Auch wenn wir in Zusammenhang mit dem NAF eigentlich über Unterhalt und Ergänzungen im Nationalstrassen- und Agglomerationsverkehr sprechen, geht es letztlich fast nur um Zahlen und Geld. Ein bekannter Solothurner Schriftsteller hat einmal sinngemäss Folgendes formuliert: Man könnte meinen, es gebe im Bundesrat sieben Finanzminister; egal, um was es geht, man redet immer nur von Geld. Vielleicht hier noch eine Klammerbemerkung: Von Finanzministerinnen hat er deshalb nichts gesagt, weil es damals noch keine Frauen im Bundesrat gab, und nicht deshalb, weil Frauen nicht über Geld reden. Aber es ist beim Staat halt so wie im Privaten: Gute Ideen haben ist oft leichter, als deren Finanzierung sichern.

Dass wir im Nationalstrassen- und Agglomerationsverkehr Nachholbedarf haben, ist wohl allein schon wegen des zunehmenden Verkehrs und wegen der dadurch zunehmenden Staustunden weitherum unbestritten. Es wurde schon gesagt: Aus volkswirtschaftlicher Sicht ist hier unbedingt Gegensteuer zu geben. Doch um dies zu ändern, müssen wir bereit sein, auch etwas herzugeben, und dies nicht nur seitens der Nutzenden, sondern auch des Staates, denn letztlich profitiert die Schweiz als ganze davon.

Bei der Beratung dieser Vorlage hat die Kommission versucht, sich in die Gefühls-, um nicht zu sagen in die Finanzlage aller Beteiligten hineinzudenken. Wir haben im Verlaufe der Kommissionsarbeit einige Berg- und Talfahrten auf holprigen Strecken durchlebt. Letztlich sind wir dann aber meines Erachtens beim Netzbeschluss nicht zuletzt aus einem Zeitdruck heraus, wie das Kollege Janiak erwähnt hat, dann doch noch von der Strecke abgekommen.
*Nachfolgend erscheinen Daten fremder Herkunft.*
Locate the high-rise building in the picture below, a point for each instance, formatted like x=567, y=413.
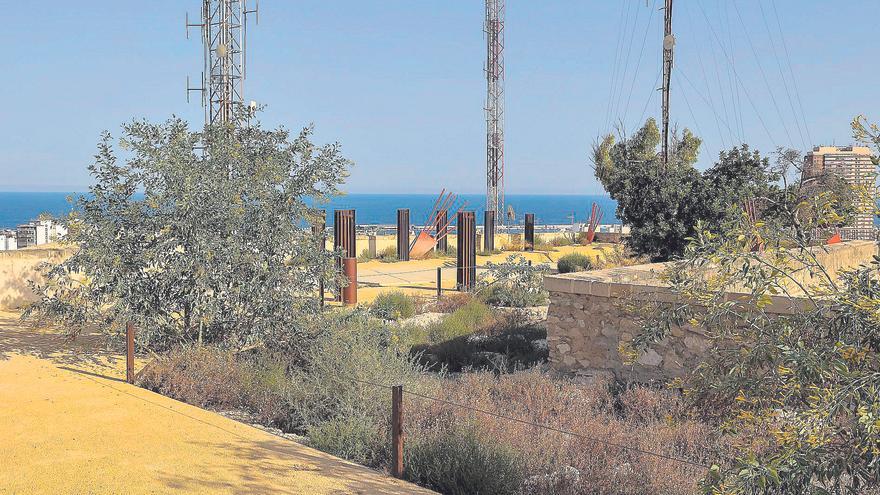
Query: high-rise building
x=853, y=164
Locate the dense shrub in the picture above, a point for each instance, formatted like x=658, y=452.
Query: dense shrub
x=389, y=254
x=459, y=459
x=574, y=262
x=555, y=463
x=514, y=283
x=452, y=449
x=393, y=305
x=562, y=240
x=510, y=348
x=208, y=376
x=450, y=302
x=463, y=321
x=352, y=436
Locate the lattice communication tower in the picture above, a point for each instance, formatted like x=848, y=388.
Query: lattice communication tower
x=494, y=29
x=224, y=39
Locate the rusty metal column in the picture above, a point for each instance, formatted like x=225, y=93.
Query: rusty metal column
x=529, y=236
x=403, y=234
x=129, y=352
x=344, y=239
x=319, y=230
x=397, y=431
x=440, y=230
x=371, y=246
x=489, y=231
x=466, y=260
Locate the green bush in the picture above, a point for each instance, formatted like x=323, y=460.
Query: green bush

Ansonsten erscheint mir die Vorlage in vielen Teilen als gute Diskussionsgrundlage. Es ist uns nämlich gelungen, kein Feindbild "Strasse gegen Schiene" oder umgekehrt heraufzubeschwören, auch wenn natürlich die Interessenlage nicht bei allen gleich war. Doch das Ziel muss es sein, unser Strassennetz zeitgemäss und durchgängig zu erhalten und zu ergänzen, nicht nur die Hochfrequenzstrassen und die Strassen in den Agglomerationen, sondern auch die Strassen in sämtlichen Randregionen der Schweiz. Niemand ist mehr auf positive Zeichen angewiesen als die peripheren Gebiete. Es ist für die Wirtschaftsführer, die Investoren, die Politik und die Bevölkerung in diesen Gegenden ein wichtiges, nein, ich möchte sogar sagen, ein sehr wichtiges Signal. Wir konnten gestern beim Ständeratsausflug selber miterleben und sehen, wie wichtig solche Unternehmen in [PAGE 893] diesen Regionen sind und wozu sie da alles beitragen können.

Wenn wir auf diese Vorlage eintreten und alsdann dem Einzelantrag Eberle folgen, ebnet sich den Weg für kooperative Abklärungen mit den Kantonen ohne Zeitdruck - dies, damit wir alles zum Einbringen bereite Futter trocken in den Stall bringen und nicht ein Teil davon auf unbestimmte Zeit im Regen liegen bleibt.